Abschied von der Grubenmann-Forscherin

Rosmarie Nüesch-Gautschi hat in jahrelanger Arbeit den Grundstein zur Grubenmann-Sammlung im Zeughaus Teufen AR gelegt. Letzte Woche ist die «Grande Dame» des Ausserrhoder Kulturerbes gestorben.
Von  René Hornung
Rosmarie Nüesch 2018 in der Grubenmann-Kirche in Trogen AR. (Bild: René Hornung)

Rosmarie Nüesch-Gautschi, Tochter einer Baumeisterfamilie aus dem St.Galler Rheintal, war schon als junges Mädchen mit dem Vater auf den Baustellen und zeichnete auch alte Häuser. So begründete sie später ihr Interesse an der Denkmalpflege. Das Architekturstudium an der ETH brach sie als eine der ersten Studentinnen nach fünf Semestern ab. Sie heiratete, trennte sich später wieder und zog als alleinerziehende Mutter in den 1960er-Jahren ihre Kinder auf.

Mit der Baumeisterfamilie Grubenmann, die im 18. Jahrhundert Dutzende Brücken und Dachstühle baute, beschäftigte sie sich seit 1959, als sie für den SIA das 250-Jahr-Jubiläum des Baumeisters Hans Ulrich Grubenmann organisierte. Aus einer ersten Schau ist in jahrzehntelanger Arbeit eine umfangreiche Dokumentation und das Grubenmann-Museum entstanden, das seit zehn Jahren Teil der Ausstellungen im Zeughaus Teufen AR ist.

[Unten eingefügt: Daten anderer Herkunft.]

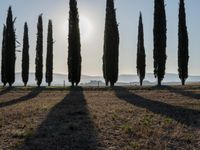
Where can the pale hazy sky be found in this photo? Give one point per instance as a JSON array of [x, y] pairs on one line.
[[92, 14]]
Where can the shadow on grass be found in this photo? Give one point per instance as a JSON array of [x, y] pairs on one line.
[[185, 116], [183, 92], [29, 96], [5, 90], [67, 126]]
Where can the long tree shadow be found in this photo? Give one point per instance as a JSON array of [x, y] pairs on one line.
[[5, 90], [185, 116], [183, 92], [29, 96], [68, 126]]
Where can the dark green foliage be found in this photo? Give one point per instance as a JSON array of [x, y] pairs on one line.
[[39, 52], [3, 67], [183, 54], [141, 62], [74, 46], [111, 45], [49, 58], [10, 49], [25, 56], [160, 39]]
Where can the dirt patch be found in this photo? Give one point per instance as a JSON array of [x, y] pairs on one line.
[[104, 119]]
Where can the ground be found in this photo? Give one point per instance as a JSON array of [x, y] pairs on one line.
[[122, 118]]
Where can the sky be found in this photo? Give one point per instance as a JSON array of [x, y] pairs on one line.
[[92, 21]]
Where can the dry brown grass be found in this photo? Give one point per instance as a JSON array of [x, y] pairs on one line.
[[102, 119]]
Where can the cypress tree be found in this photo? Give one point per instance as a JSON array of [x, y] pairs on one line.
[[111, 45], [10, 49], [74, 45], [49, 58], [25, 56], [39, 52], [3, 67], [183, 56], [160, 39], [141, 64]]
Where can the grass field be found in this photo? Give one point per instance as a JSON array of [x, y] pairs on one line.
[[100, 118]]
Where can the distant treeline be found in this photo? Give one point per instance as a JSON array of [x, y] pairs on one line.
[[110, 49]]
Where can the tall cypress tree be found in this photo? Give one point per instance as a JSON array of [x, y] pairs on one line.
[[183, 54], [160, 39], [10, 49], [39, 52], [3, 67], [141, 62], [49, 58], [111, 45], [25, 56], [74, 45]]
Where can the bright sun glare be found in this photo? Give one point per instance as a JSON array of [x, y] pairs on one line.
[[86, 28]]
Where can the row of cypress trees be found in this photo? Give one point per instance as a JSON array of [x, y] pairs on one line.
[[110, 49], [160, 38], [9, 48]]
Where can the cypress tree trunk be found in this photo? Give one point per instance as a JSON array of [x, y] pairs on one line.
[[10, 49], [111, 45], [25, 56], [49, 58], [183, 54], [141, 62], [159, 40], [39, 52], [74, 48], [3, 67]]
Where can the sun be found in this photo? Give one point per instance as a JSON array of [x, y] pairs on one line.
[[86, 28]]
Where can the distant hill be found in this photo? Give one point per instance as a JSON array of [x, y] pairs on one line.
[[124, 79]]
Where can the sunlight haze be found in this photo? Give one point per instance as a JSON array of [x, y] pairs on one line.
[[92, 21]]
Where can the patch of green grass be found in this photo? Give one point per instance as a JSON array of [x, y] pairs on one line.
[[73, 126], [115, 116], [146, 121], [134, 145], [23, 134], [127, 128], [168, 121]]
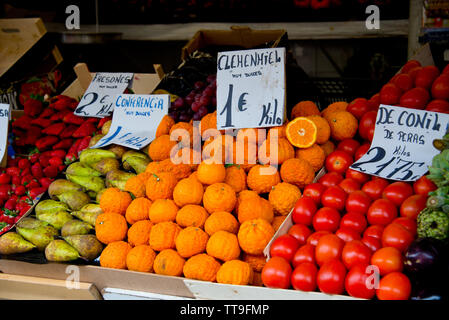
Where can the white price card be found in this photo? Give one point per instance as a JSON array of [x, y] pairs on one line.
[[135, 120], [250, 88], [402, 147], [5, 111], [97, 101]]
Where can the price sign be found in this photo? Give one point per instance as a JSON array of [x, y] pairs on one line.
[[135, 120], [4, 120], [97, 101], [250, 88], [402, 146]]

Von den «Grubenmannen» – so nannte Rosmarie Nüesch jeweils die Baumeisterdynastie – sind zwar nur noch drei kleine Brücken erhalten, aber viele der über 50 Dachstühle stehen immer noch stabil über Kirchen und Bürgerhäusern. Gebaut wurden sie damals von Zimmerleuten, die statische Belastungen und Kräfte verstanden, ohne diese berechnen zu können.

Über ihre Grubenmann-Forschung kam Rosmarie Nüesch zu Aufträgen für die Kunstdenkmälerbände, wurde « Obmann » des Ausserrhoder Heimatschutzes und 1978 in die Eidgenössische Natur- und Heimatschutzkommission gewählt. Sie war Appenzell-Ausserrhoder Denkmalpflegerin und Kantonsrätin und bekannt dafür, dass sie ihre Anliegen wenn nötig mit direkten Interventionen bei den Regierungsräten durchsetzte.

Und es gelang ihr immer wieder, mit ihrem Witz und Schalk Objekte zu retten. So hatte sie einmal die Renovation eines historischen Wegweisers im Ausserrhoder Ort Urnäsch verlangt. Als der Gemeinderat davon nichts wissen wollte, behauptete sie kühn und frei erfunden, die Innerrhoder Nachbarn würden diesen Wegweiser schon gerne übernehmen. Worauf – typisch für Inner- und Ausserrhoder Sticheleien – die Urnäscher dem Wunsch der Denkmalpflegerin doch nachkamen.

Rosmarie Nüesch hielt auch im hohen Alter mir ihrer Meinung nie hinter dem Berg. Den abtretenden Kurator des Zeughaus Teufen, Ueli Vogt, bestellte sie Anfang Oktober noch zu sich und gab ihm den unmissverständlichen Wunsch mit: «Schreib ein neues Grubenmann-Buch.» Denn ihre früheren Publikationen sind alle vergriffen. Drei Tage später schloss sie, mit fast 94 Jahren, für immer die Augen.